The monument, which costs about $90,000, is one of two currently in California and is meant to preserve the memory of the fallen and stand as a stark reminder that freedom is not free. 

The unveiling was part of a day-long program that drew Simi Valley residents Michelle Carranza and Melanie House. 

Carranza lost her younger brother, Andrew-Britton-Mihalo, 25, in the Kandahar Province of Afghanistan on April 25, 2012, at a military post when an Afghani solider turned on his team. 

Britton-Mihalo, who left behind a military wife, was in the 7th group of the Army’s Green Beret special forces.

“It brings me a lot of joy that there’ going to be a place, a sacred place so to speak, for families who have lost a love one to come and meditate,” Carranza said. “I couldn’t think of better location. It’s a perfect spot that looks over the entire Simi Valley. It’s peaceful.” 

Melanie House lost her husband, John Daniel House, 28, who was killed in a helicopter crash Jan. 26, 2005, in Iraq, leaving behind a newborn son who is almost 14 years old now. 

House, who lived in Moorpark, was a Navy corpsman and a Marine medic. 

“Thirty marines and one navy corpsman all perished that day. They flew in the dark for fear of being shot down,” House said. House said it was very meaningful to be a part of Monday’s unveiling. 

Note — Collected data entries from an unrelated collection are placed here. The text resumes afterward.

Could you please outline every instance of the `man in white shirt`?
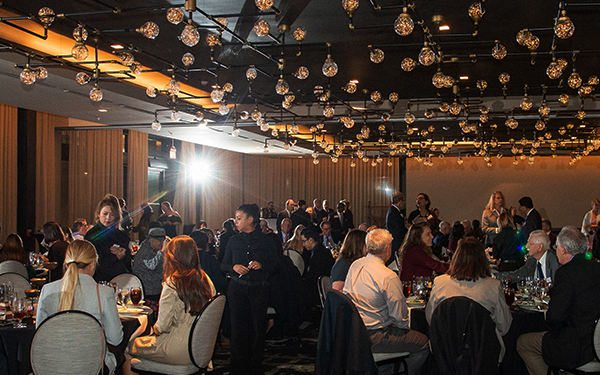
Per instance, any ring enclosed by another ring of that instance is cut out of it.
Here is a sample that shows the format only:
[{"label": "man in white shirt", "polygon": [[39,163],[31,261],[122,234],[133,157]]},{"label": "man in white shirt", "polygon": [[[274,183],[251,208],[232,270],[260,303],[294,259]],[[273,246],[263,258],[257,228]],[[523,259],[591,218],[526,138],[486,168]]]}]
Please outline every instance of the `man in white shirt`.
[{"label": "man in white shirt", "polygon": [[331,222],[325,220],[321,223],[321,232],[323,232],[323,246],[328,249],[331,249],[335,246],[335,241],[333,241],[333,237],[331,236]]},{"label": "man in white shirt", "polygon": [[419,374],[429,354],[427,336],[408,328],[402,283],[385,262],[392,255],[392,235],[375,229],[365,240],[367,256],[352,263],[344,293],[352,299],[369,331],[373,353],[410,352],[410,374]]},{"label": "man in white shirt", "polygon": [[505,278],[511,278],[513,282],[518,282],[527,277],[535,280],[551,278],[554,280],[554,274],[560,263],[556,257],[556,252],[550,247],[550,238],[543,230],[534,230],[527,240],[527,250],[529,257],[525,264],[511,272],[501,272],[499,275]]}]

“I’m thrilled there is a place for families to go in my own hometown to honor their loved ones,” House said. 

This monument is one of 46 monuments strewn across 40 states. Another 50 are planned, including three is Southern California. 

The force behind their existence is Hershel “Woody” Williams born and raised on a dairy farm in 1923 in Quiet Dell, West Virginia. 

He enlisted in the United States Marine Corps and served in the Battle of Iwo Jima with the 21st Marines, 3d Marine Division. 

On October 5, 1945, he received the Congressional Medal of Honor from President Truman at the White House for his “valiant devotion to duty” and service that “enabled his company to reach its objective.” 

Williams is the sole surviving Marine from WWII to wear the Medal of Honor. 

He said his inspiration for the monuments stemmed from two specific incidents. 

“During a waiting period to join the Marines, I was delivering telegrams coming from the War Department through Western Union telling people about the death of their loved ones,” Williams said on Monday. “It left a definite impact on my mind.” 

He also said his good friend growing up joined the Air Force and died in the Philippines, which also was impactful. 

The goal of The Hershel “Woody” Williams Medal of Honor Foundation is to erect at least one in every state. Money is raised through grant writing, fundraiser and private donations. 

A Gold Star Family member can be any mother, father, stepmother, stepfather, adoptive or foster parents, wife, husband, child, stepchild, adopted child, brothers, sisters, half brothers or sisters, grandparents, grandchildren, aunts, uncles, cousins, nieces or nephews who have sacrificed a loved one for our country’s freedom.